By Matt Crossman
Fay Vincent, a long-time resident of John’s Island who served three tumult-filled years as commissioner of Major League Baseball in the early 1990s and negotiated a controversial lifetime ban of player-manager Pete Rose for gambling on baseball games, died Feb. 1 at Cleveland Clinic Indian River Hospital. He was 86.
The cause was complications from bladder cancer, said his wife, Christina.
Mr. Vincent was an Ivy-League-educated corporate lawyer and a politically connected boardroom leader, but he was a relative unknown to baseball fans when he ascended to the commissioner’s job in 1989.
His leadership was tested repeatedly throughout his three-year tenure by the Rose matter; his suspension of George Steinbrenner, the powerful owner of the New York Yankees; by an earthquake during the World Series in California; and by internal dissension among team owners.
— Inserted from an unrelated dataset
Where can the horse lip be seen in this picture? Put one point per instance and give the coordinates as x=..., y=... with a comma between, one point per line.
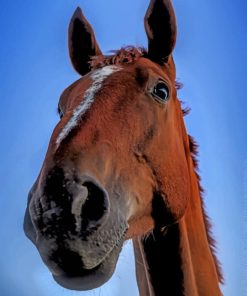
x=91, y=278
Francis Thomas Vincent Jr. was born in Waterbury, Connecticut, on May 29, 1938, and grew up in New Haven. Vincent received his degree from Williams in 1960 and graduated from Yale Law School in 1963. He spent years specializing in corporate banking and securities law as a partner at the firm of Caplin & Drysdale. He also served as a top executive at Columbia Pictures and Coca-Cola.
In 1998, he married Christina Watkins, who survives, along with three children from his first marriage, Anne, William and Edward; three stepchildren; two sisters; and several grandchildren. He had homes in Vero Beach and New Canaan, Connecticut.